Terra Industries, Inc. (TRA) – Shares of the North American producer of nitrogen products slipped 0.45% during the session to $46.75, inspiring near-term bearish options trading in the March contract. It looks like one investor initiated a plain-vanilla debit put spread to brace for continued share price erosion ahead of expiration. The trader purchased approximately 16,000 puts at the March $46 strike for an average premium of $0.60 apiece, and sold about the same number of puts at the lower March $45 strike for $0.30 each. The net cost of the transaction amounts to $0.30 per contract and positions the investor to accrue maximum potential profits of $0.70 per contract should Terra’s shares trade at or below $45.00.

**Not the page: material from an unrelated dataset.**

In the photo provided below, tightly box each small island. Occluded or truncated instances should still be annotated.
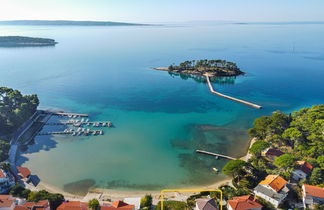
[154,59,244,77]
[0,36,57,47]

Wyndham Worldwide Corp. (NYSE:WYN) – The provider of hospitality products and services attracted bullish investors to the options field today as its shares increased 0.90% to attain a new 52-week high of $24.64. Options players positioned for continued upward movement in the price of the underlying stock by purchasing approximately 4,600 calls at the March $25 strike for an average premium of $0.38 apiece. Call-buyers are positioned to amass profits if Wyndham’s shares rally another 3% from the current price to surpass the effective breakeven point on the calls at $25.38 ahead of March expiration. The spike in demand for call options on the stock lifted Wyndham’s reading of overall options implied volatility 13.4% to 34.01% as of 12:15 pm (ET).
The AES Corp. (NYSE:AES) – The operator of power plants that provide electricity to clients around the globe realized a 2% improvement in its shares today to $11.49. The rally in the price of the underlying stock caught the attention of bullish investors with an appetite for call options. Traders picked up roughly 8,600 calls at the April $12.5 strike for an average premium of $0.19 per contract. Investors long the calls are perhaps anticipating continued bullish movement in the price of AES’s shares by expiration next month. Call-buyers profit if the electricity maker’s share price jumps 10.45% from the current value of the stock to exceed the breakeven point at $12.69 by expiration day. Options implied volatility appreciated 15% to 39.93% by midday on the east coast. More than 11,760 call options changed hands at the April $12.5 strike, which blows existing open interest of 692 contracts at that strike right out of the water.